Starting yesterday, non-state-run stores were allowed to start selling hard alcohol in Washington. I've been generally for this change solely on ethical grounds -- there's a clear conflict in having the agency in charge of regulation be the same agency that sells the product, so separating those seemed like a good idea. For a lot of people, though, it was apparently about the price of their booze.

Today in the new booze aisle at Safeway I was next to a woman who was really bitter about the fact that the state added liquor taxes to make up for lost revenue. Now, personally, I think it's a bit disingenuous of Safeway to not show the state tax in their prices -- they do it at the register, like sales tax, which sucks as a shopper -- but the state tax on liquor is just fine by me. Hard alcohol is not a necessity by any means, and buying it is a choice. This woman was pissed, though, and told me about it. At length.

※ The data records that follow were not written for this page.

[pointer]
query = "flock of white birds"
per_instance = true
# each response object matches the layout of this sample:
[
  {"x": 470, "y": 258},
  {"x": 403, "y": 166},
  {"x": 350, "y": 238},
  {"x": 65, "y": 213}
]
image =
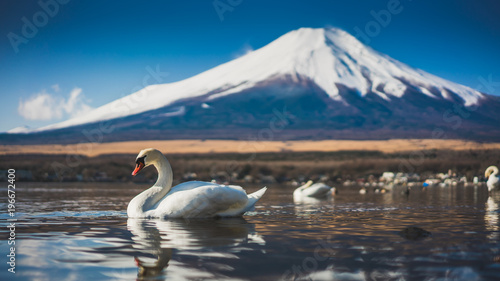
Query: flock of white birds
[{"x": 197, "y": 199}]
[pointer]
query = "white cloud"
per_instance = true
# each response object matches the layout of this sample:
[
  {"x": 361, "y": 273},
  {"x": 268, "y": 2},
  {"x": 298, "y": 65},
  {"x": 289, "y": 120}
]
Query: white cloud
[
  {"x": 46, "y": 106},
  {"x": 56, "y": 88}
]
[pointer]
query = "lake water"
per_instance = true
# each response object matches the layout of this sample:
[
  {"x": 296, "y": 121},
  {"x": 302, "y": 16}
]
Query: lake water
[{"x": 80, "y": 231}]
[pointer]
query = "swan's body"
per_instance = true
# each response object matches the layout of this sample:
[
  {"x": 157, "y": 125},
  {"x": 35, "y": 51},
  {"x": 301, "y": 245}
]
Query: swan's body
[
  {"x": 193, "y": 199},
  {"x": 317, "y": 190},
  {"x": 493, "y": 180}
]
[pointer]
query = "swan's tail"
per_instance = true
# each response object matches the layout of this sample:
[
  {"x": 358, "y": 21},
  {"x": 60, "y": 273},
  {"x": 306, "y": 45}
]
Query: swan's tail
[{"x": 252, "y": 199}]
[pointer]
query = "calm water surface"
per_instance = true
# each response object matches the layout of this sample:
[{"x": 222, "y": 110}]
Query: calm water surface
[{"x": 81, "y": 232}]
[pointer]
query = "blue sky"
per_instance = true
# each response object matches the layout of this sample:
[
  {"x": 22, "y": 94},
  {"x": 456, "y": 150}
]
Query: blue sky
[{"x": 80, "y": 55}]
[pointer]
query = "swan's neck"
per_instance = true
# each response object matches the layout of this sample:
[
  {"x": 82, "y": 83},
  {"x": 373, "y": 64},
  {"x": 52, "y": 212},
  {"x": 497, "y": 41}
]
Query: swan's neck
[
  {"x": 149, "y": 198},
  {"x": 164, "y": 180},
  {"x": 494, "y": 171}
]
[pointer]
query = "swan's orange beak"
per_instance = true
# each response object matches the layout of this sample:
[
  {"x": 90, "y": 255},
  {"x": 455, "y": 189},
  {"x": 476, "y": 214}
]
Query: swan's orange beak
[{"x": 138, "y": 167}]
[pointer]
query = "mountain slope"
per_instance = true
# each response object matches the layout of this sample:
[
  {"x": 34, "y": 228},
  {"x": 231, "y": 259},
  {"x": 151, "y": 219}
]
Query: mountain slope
[{"x": 326, "y": 83}]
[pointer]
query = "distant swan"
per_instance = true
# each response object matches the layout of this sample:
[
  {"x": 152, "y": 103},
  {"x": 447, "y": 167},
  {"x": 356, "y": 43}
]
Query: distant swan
[
  {"x": 194, "y": 199},
  {"x": 317, "y": 190},
  {"x": 493, "y": 180}
]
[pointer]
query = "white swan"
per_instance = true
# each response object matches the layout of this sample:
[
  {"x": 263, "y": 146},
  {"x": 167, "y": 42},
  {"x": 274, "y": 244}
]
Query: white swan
[
  {"x": 317, "y": 190},
  {"x": 194, "y": 199},
  {"x": 493, "y": 180}
]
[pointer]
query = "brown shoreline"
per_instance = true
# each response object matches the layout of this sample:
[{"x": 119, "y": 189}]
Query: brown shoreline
[{"x": 231, "y": 146}]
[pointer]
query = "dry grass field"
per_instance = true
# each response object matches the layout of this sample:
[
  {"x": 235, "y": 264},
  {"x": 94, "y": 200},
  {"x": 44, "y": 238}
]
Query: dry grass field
[{"x": 229, "y": 146}]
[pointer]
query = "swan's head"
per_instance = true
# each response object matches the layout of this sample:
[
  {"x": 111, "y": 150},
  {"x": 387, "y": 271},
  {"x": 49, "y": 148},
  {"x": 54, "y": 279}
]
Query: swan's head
[
  {"x": 491, "y": 170},
  {"x": 146, "y": 157}
]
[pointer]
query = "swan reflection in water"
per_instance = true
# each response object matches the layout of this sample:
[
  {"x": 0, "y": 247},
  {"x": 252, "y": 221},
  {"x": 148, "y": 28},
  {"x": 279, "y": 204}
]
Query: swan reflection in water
[
  {"x": 163, "y": 238},
  {"x": 491, "y": 216}
]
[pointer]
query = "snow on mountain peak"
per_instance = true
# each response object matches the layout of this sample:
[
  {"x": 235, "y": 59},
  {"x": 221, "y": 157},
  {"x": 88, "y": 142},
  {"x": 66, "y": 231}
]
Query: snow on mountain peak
[{"x": 327, "y": 56}]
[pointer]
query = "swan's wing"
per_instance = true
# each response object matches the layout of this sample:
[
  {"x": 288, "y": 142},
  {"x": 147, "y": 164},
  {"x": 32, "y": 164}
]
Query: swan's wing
[{"x": 201, "y": 199}]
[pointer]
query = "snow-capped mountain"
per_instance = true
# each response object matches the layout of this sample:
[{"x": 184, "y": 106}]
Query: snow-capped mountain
[{"x": 325, "y": 79}]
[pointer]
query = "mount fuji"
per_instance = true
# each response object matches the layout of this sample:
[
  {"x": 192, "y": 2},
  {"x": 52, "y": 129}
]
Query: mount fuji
[{"x": 310, "y": 83}]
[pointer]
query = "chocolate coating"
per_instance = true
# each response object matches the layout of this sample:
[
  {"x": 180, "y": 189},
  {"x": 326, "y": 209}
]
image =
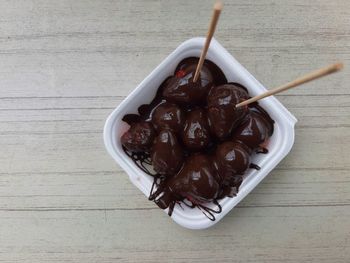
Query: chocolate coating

Because apparently "In Washington the government can't just work things out, so they make the taxpayers pay for things."

Um.

Lady.

Where the hell do you think government funding comes from?!

ALL government income comes from taxation, at root. "Just working things out" without taxation can't happen. The government workers that keep up the roads, make sure your doctor isn't actually a quack on the run from his previous injured patients*, and teach your kids? They need to eat too. And guess what? They pay their taxes! Some of them probably pay more in taxes than you do! And then they go happily pay the state tax on the bottle of tequila so they can forget they have to deal with ingrates like you who don't understand basic civics.

Ahem.

Anyway. It's booze. It's a purely optional luxury.

Perhaps they pay people to complain near the liquor aisle so the rest of the customers want to buy more.

*My dad works for DoH in medical practitioner regulation and discipline, so that example springs to mind.